United Kingdom

United Kingdom

Seabirds avoid offshore turbines more than expected

UK: Seabirds are less likely to collide with offshore wind turbines than previously thought, according to a new study.

The study focused on five species of birds, including northern gannets (pic: Wikimedia Commons)
The study focused on five species of birds, including northern gannets (pic: Wikimedia Commons)

Six collisions were observed using video and radar monitoring at Vattenfall’s 300MW Thanet wind farm off the south-east coast of England between July 2014 and June 2016.

The two-year study resulted in more than 600,000 videos being captured within a three-kilometre radius of the project, of which 12,131 contained evidence of bird activity.

In these videos, only 15 instances of seabirds crossing a spinning rotor perpendicularly were observed, with six collisions being recorded.

Therefore, "this indicates a high risk of collision by seabirds" when flying in close proximity to turbines, the authors of the report accompanying the study wrote.

However, most birds were observed to adjust their flight path, by avoiding flying between the turbine rows, or flying parallel to the rotor, they added.

The collision rate is "less than half of what is currently expected", according to the Offshore Renewables Joint Industry Programme (ORJIP), which commissioned the study.

The study focused on five species of birds: northern gannets, black-legged kittiwakes and three species of large gulls.

It is the first study to employ a multi-sensor monitoring system, combining human observer-based tracking with a system that automatically recorded seabird movements at an operational offshore wind farm.

ORJIP comprises the Crown Estate, its Scottish counterpart, Marine Scotland, and offshore wind developers.
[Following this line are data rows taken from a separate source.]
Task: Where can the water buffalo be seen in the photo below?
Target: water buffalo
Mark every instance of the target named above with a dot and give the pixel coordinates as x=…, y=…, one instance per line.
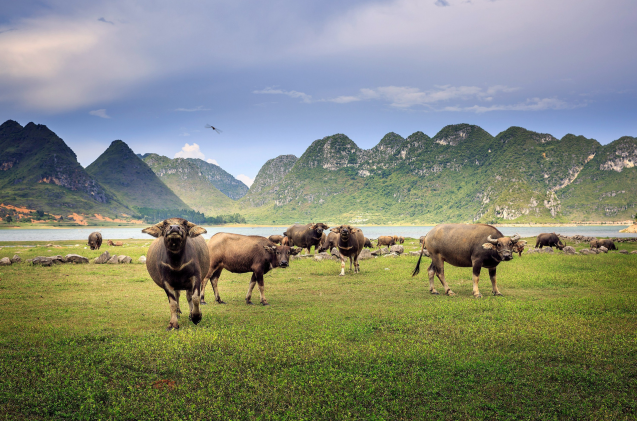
x=329, y=242
x=466, y=245
x=549, y=240
x=519, y=247
x=385, y=240
x=350, y=243
x=306, y=236
x=609, y=244
x=276, y=239
x=178, y=260
x=95, y=240
x=241, y=254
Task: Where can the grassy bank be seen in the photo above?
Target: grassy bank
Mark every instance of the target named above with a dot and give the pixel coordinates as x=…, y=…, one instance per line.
x=88, y=342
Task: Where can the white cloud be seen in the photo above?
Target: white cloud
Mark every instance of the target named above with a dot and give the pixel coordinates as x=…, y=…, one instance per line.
x=190, y=151
x=190, y=110
x=245, y=179
x=99, y=113
x=292, y=94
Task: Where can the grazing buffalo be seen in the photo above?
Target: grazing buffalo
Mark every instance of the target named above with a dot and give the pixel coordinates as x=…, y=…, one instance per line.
x=385, y=240
x=95, y=240
x=276, y=239
x=466, y=245
x=609, y=244
x=350, y=243
x=329, y=242
x=241, y=254
x=549, y=240
x=519, y=247
x=306, y=236
x=178, y=260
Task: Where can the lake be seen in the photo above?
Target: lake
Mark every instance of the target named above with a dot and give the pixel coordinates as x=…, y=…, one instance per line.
x=81, y=234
It is also managed by the Carbon Trust.

Piers Guy, UK country manager for Vattenfall, said the study was "a significant step forward in our understanding of the way in which seabirds avoid offshore wind turbines".

Meanwhile, Aly McCluskie, senior conservation scientist at the Royal Society for the Protection of Birds (RSPB), which provided support and advice during the study, said: "There is currently much uncertainty in our understanding of how birds behave in the vicinity of wind farms.
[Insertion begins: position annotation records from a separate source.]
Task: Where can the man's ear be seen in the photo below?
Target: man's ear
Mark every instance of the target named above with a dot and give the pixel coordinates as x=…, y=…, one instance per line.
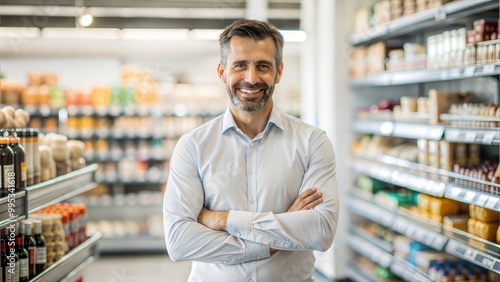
x=220, y=72
x=279, y=73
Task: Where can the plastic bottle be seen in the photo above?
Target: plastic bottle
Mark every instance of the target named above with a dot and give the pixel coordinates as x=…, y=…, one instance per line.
x=7, y=173
x=41, y=249
x=30, y=245
x=19, y=161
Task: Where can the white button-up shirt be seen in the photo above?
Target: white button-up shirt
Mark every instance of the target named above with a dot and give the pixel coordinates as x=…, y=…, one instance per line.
x=218, y=167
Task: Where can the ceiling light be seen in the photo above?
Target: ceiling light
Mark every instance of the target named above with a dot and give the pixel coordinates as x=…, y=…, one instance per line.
x=85, y=19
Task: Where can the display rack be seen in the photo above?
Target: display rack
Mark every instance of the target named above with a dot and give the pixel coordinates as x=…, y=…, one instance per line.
x=420, y=231
x=47, y=193
x=393, y=78
x=423, y=20
x=144, y=241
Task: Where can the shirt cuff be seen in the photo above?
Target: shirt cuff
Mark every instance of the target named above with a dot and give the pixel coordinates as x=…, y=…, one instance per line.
x=239, y=223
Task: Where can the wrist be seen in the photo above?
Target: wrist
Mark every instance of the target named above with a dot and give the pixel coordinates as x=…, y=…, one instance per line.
x=223, y=220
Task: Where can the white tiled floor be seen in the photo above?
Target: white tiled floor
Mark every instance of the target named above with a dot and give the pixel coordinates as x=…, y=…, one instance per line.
x=143, y=268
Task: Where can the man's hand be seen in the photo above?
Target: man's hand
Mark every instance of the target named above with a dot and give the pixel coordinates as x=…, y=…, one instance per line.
x=308, y=200
x=215, y=220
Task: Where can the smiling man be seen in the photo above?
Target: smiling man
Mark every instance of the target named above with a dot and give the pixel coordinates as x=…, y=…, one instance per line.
x=252, y=192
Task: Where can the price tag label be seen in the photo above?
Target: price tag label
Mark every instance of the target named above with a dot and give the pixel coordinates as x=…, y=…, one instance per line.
x=481, y=200
x=470, y=136
x=489, y=68
x=469, y=71
x=489, y=137
x=469, y=196
x=440, y=14
x=452, y=135
x=455, y=72
x=436, y=133
x=491, y=203
x=454, y=192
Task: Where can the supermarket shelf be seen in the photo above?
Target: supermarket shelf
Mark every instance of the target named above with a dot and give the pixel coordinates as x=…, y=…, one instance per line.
x=133, y=110
x=132, y=244
x=405, y=178
x=370, y=251
x=357, y=274
x=379, y=127
x=64, y=268
x=16, y=211
x=419, y=233
x=408, y=272
x=60, y=188
x=379, y=243
x=471, y=254
x=138, y=211
x=470, y=196
x=410, y=175
x=371, y=211
x=479, y=251
x=423, y=20
x=485, y=136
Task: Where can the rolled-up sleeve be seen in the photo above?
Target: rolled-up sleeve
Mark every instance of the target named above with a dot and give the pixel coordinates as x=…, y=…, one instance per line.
x=185, y=238
x=299, y=230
"The ORJIP bird collision project has collected an unprecedented amount of data on the behaviour of seabirds in and around an offshore wind farm.

"These data and the project report form an excellent basis for future discussion and debate."

The planning inspectorate must take into account the environmental impacts of offshore wind farm, as well as any mitigation measures proposed by a developer, when considering a project.

Developers need to provide evidence of how seabirds behave within and around the project — normally through collision risk models used to estimate the impact.

There has only been limited evidence to substantiate their actual behaviour, however.

The ORJIP’s study will therefore allow better-informed wind farm design and consent decisions, the group claimed.